Wittlebee, which is backed by the LA incubator Science, has just announced its first acquisition -- a baby clothes creator Cottonseed Clothing Company.
The exact terms of this deal were not publicly disclosed but it does mean that Wittlebee will be the exclusive distributor of Cottonseed’s popular tot clothing. Wittlebee said Tuesday that these cotton basics will ship alongside clothes from other high-end brands.
The box service creates boxes based on your baby's size and style and a customized box of clothes arrives at users' doors monthly containing about $100 clothes (retail value) for the discounted monthly price of about $40.
The acquisition is no big shocker since both companies were started by and for parents searching for high quality clothes for fashionable babies.
“Cottonseed Clothing was our first vendor, and we were consistently impressed by their level of quality and selection of colors so it made perfect sense that they were our first acquisition,” said Wittlebee CEO and founder Sean Percival, in a statement. “We love the fact that the brand was built by parents who inherently understood the challenge of finding fantastic looking kids’ clothes, made from the best fabrics, and in solid colors and styles that transcend seasons so they are long lasting. This acquisition allows us to continue to offer the well-loved Cottonseed brand to our members exclusively. Paired with our wide variety of high-end brands, our customers will now get even more value and outfit combinations in every box.”

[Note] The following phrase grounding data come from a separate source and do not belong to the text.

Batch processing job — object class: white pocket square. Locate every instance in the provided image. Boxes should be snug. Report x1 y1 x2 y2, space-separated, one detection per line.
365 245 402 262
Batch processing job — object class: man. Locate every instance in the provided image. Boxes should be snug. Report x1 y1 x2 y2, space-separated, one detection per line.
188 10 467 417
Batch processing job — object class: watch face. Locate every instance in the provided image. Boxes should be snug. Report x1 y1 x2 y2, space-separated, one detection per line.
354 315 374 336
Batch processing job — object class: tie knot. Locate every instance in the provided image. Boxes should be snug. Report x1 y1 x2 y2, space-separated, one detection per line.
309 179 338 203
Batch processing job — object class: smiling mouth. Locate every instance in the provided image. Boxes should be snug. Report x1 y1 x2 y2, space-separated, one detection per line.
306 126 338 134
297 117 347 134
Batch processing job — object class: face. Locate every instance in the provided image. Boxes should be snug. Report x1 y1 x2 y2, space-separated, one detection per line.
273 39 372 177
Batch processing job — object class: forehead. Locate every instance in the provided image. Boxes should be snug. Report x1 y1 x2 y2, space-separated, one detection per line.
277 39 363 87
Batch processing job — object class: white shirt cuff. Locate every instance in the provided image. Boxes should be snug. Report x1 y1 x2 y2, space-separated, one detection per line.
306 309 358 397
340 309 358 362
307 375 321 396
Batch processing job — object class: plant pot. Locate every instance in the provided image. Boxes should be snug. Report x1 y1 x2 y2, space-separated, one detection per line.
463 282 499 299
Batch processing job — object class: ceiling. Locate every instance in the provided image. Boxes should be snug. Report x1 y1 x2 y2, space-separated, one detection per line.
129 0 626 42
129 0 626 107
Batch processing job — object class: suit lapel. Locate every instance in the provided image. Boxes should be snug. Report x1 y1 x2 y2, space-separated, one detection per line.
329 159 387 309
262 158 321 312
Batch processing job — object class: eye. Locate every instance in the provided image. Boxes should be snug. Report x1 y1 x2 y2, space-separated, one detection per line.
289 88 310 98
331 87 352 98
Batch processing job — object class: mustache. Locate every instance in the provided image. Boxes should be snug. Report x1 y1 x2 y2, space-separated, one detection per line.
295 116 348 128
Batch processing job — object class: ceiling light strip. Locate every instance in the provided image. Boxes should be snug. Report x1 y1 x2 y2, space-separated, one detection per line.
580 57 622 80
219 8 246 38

The Culver City-based Wittlebee is in a similar space as another young company called Citrus Lane.
Citrus Lane recently raised $5.1 million from GGV Capital and previous investor Greylock Partners -- which brought the company funding to a total of $13.1 million.

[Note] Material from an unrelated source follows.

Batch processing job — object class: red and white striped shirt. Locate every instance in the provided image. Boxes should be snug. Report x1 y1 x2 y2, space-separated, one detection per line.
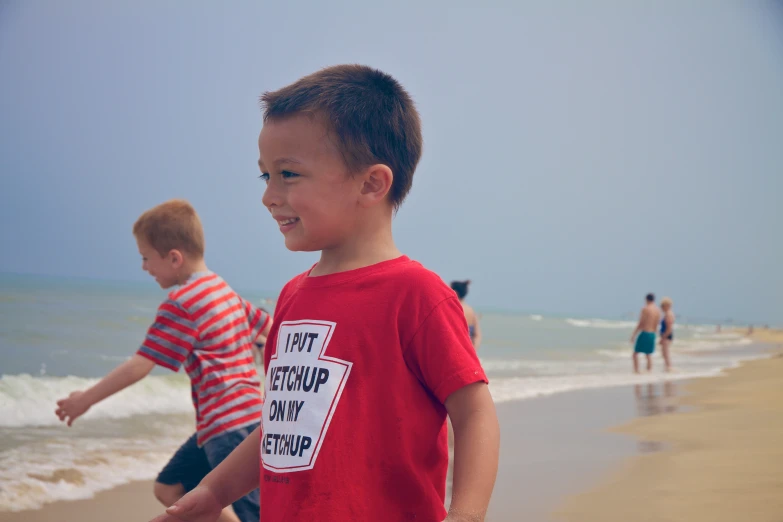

Citrus Lane's subscription of $25 a month will send mommy a box filled with four to five hand-selected parent aids or products for babies ages 0-3 year old, whereas Wittlebee is all about clothes.

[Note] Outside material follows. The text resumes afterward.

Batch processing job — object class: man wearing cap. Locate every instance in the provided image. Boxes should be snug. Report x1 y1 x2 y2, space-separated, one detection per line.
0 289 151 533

Most Citrus Lane products also have a healthy, organize or green focus as well. I would say think Birchbox for the stroller-pushing demographic.
CEO and founder, Mauria Finley spoke at the first Mama Bear Tech Conference last week and shared some of the lessons her company has learned about being a stress free treat for parents so that they can discover useful items for themselves and their baby.
"Moms are extremely time-starved and we know that they want to see detailed pictures and don't want to read paragraphs of descriptions," Finley explained. "So we have edited the site so that it answers all of mommy's questions without being overwhelming."
Back in August, Birchbox raised $10.5 million in its Series A funding led by Accel Partners.
With two popular subscription models: those that who pay $10 per month and the ones who pay $110 per year.
Samples in Birchbox run the gamut, including makeup, skincare, fragrance, body, and hair products, and “are generously sized,” enough to see if they’re worth purchasing.
Birchbox itself selectively chooses which brands to include in its service, and, so far, over 70 brands have made the cut. Bvlgari, Redken, Stila and Tocca are just a few examples of the high-end fashion names that Birchbox members expect to see in their mailboxes each month.
The monthly subscription model had gained a lot of traction since Birchbox, JustFab and ShoeDazzle proved that people would love the savings and new products brought right to them at a static price.
Just this summer, a new 500 Startups company called Umba Box graduated the incubator to introduce the monthly subscription model to the handmade world.
Umba Box picks the best of the best and fills a box each month to send to its subscribers. For $25 a month, users get to discover hand made items (between one and three each month).
With just a few months under its belt, Umba Box has made $110,000 in revenue and has 90% retention. In one of its first months in existence, Umba brought in $18,000 in revenue.